I wish I had not bought all of the baby gear. My kids had pretty much every gadget - a swing, a jumperoo, a playpen (which we only used for sleeping while we were traveling - but co-sleeping would have eliminated this need), a couple of different seats. I wish I had gotten nothing but a sling. I got sucked into the Wal Mart baby department and thought I needed it all. In reality, I needed none of it.
Both of my kids have sookie blankets. They sleep with them. It breaks my heart now to realize that the reason they are so attached to those blankets is because they use them as a substitute for me.
We don't really engage in nighttime parenting. If our oldest stumbles into our room in the middle of the night, we usually just take her back to bed. Now I just want to bring her into bed with us and snuggle her in between us. If the baby wakes up crying we just wait it out to see if he goes back to sleep. Now I want to go and get him and bring him into our bed.
I wish our children were never exposed to toys and marketing. We have way more toys than any child needs. What they really want to play with is us. Now they think they need all this stuff that they already have, and I would like to get rid of all of it. And turn off the tv while I'm at it.

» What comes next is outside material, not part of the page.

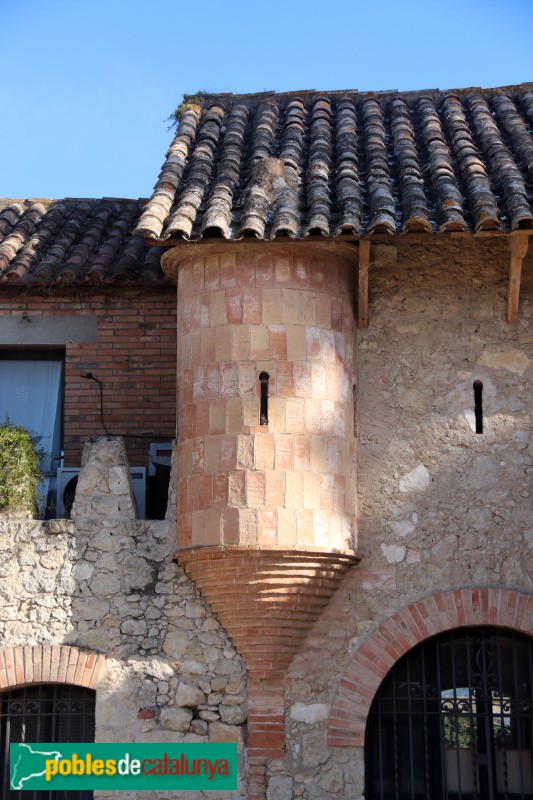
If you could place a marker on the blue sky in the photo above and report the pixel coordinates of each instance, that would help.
(87, 87)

On the positive side, there are many things that we do that do follow this approach. We decided that it was of utmost importance that I stay at home to raise our children. Having someone else raise them was not an option - I was willing to do whatever it would take in order to do that. We practice extended breastfeeding. Not intentionally - I just decided I would nurse him as long as he wanted to nurse. He's now 19 months old, and not showing any signs that he wants to quit. :) I don't broadcast it (because most people think it's weird), but if someone asks, I will proudly tell them. I believe we do use gentle discipline. At first I found myself giving into society's pressures to give our kids time-outs, and criticize their behaviour. But it never felt right to me, so I found myself hugging my kids when they were having a meltdown, because I was sure that they were feeling sad about something and just wanted me to love them. I plan to do much more of this now. I also try to prevent meltdowns instead of having to discipline them, by trying to avoid the situation that might lead to the meltdown. Signing has played a huge role in this. Whenever possible I try to forsee problems before they occur, and intervene before it becomes a problem.
Anyway, I am really just beginning to learn about this wonderful parenting style. I bought The Baby Book, by Dr. Sears, who is, apparently, the Godfather of Attachment Parenting. It was the ONLY book I could find in our area that even touched on AP. Not even our library had anything. So I plan to read through this book and learn all that I can. Although my kids are 19 months and 3 1/2 years, I don't think it's ever too late to start listening to your instincts.
Do any of you practice Attachment Parenting? I would love for you to share what you know, or point me in the direction of some good resources.